Bon, tout le monde est là, on attaque l’apéro : soupe de champagne et cakes. Bon, il fait très chaud donc je tape un peu beaucoup dans la soupe au champagne, genre quatre coupes à moi toute seule, je commence à rire. On passe à table, oncle 1 tape l’incruste parmi les jeunes. Avant de dîner, on fait les discours. Ma mamie adresse un message à chacune de ses filles, sans oublier tante 3 qui n’est donc plus parmi nous depuis trois ans, maintenant. Sobre mais émouvant. Vient ensuite la lettre écrite par les enfants de tante 1 et par Aglaé, une lettre très émouvante qui fait pleurer ma mère. Alice et moi, on fait les fières mais on a un peu la boule dans la gorge aussi. Si c’est cousin 2 qui l’a lue, c’est que les trois autres n’en auraient pas été capables sans pleurer, Aglaé écrase aussi une petite larme. Oui, dans ma famille, on est super sensibles. Avec le discours, il y a un cadeau, donc : un voyage en Egypte. Tante 1 remercie et là, tante 2 lui dit : « Il faut que je te dise un truc.
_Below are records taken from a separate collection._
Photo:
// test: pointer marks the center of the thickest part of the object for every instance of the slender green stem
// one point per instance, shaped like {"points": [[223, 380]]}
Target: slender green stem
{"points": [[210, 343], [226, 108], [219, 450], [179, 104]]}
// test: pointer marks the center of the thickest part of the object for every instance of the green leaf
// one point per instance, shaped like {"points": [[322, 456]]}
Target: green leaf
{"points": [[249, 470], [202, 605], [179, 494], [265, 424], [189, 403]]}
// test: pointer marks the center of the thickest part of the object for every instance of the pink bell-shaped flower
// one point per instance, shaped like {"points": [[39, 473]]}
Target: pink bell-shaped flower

Pendant ton voyage, tu partageras ta cabine avec moi. » Et là, tante 1, 55 ans, prof de son état, se met à sauter partout et à trépigner comme une petite fille ivre de joie. Ma mère rajoute : « oui et tu devras nous supporter tous les deux » en parlant de mon père et elle. Re-trépignements de joie. Bref, c’est le bonheur. Ma grand-mère n’est pas super rassurée de voir trois de ses quatre filles restantes partir ensemble dans un pays arabe au vu de la conjoncture actuelle mais bon…

Bref, le dîner se passe plutôt bien, oncle 1 entreprend Yohann sur le sujet de la religion : les deux ont des avis fondamentalement opposés mais tout reste cordial. Alice et moi buvons tranquillement du rosé et du champagne. Autant vous dire qu’à la fin du repas, on rigole joyeusement. Tout le monde discute avec tout le monde puis à minuit, tout le monde file, reste la famille Bartoldi, Yohann et Anthony. Ma sœur décide que c’est l’heure de faire des photos donc elle y va gaiement. Elle nous impose une séance de photos : tous les 6 ensemble (ça dure trois plombes), ma mère, elle et moi, Yohann et Anthony, Yohann et elle, mon père, elle et moi… Elle nous prend en photo pendant qu’on fait la vaisselle. Oui parce que j’ai beau être saoule, j’essuie les assiettes avec Anthony et même pas j’en ai cassée une.

Bref, le lendemain, ma mère expliqua à ma mamie : « Ahlala, mes deux filles étaient pilos (ouais, ma mère parle djeuns, des fois), y en a une qui arrêtait pas de parler et l’autre qui n’arrêtait pas de prendre des photos. » Ben crois-le si tu veux, lecteur, mais ma mamie a deviné de suite laquelle avait fait quoi.
 
En somme, une petite réunion de famille comme il en existe tant, des gens liés par le sang (ou par alliance) qui se donnent des nouvelles, confrontent leur vision des choses, se racontent des blagues ou des anecdotes. Rien d’exceptionnel… Mais ça fait vraiment du bien.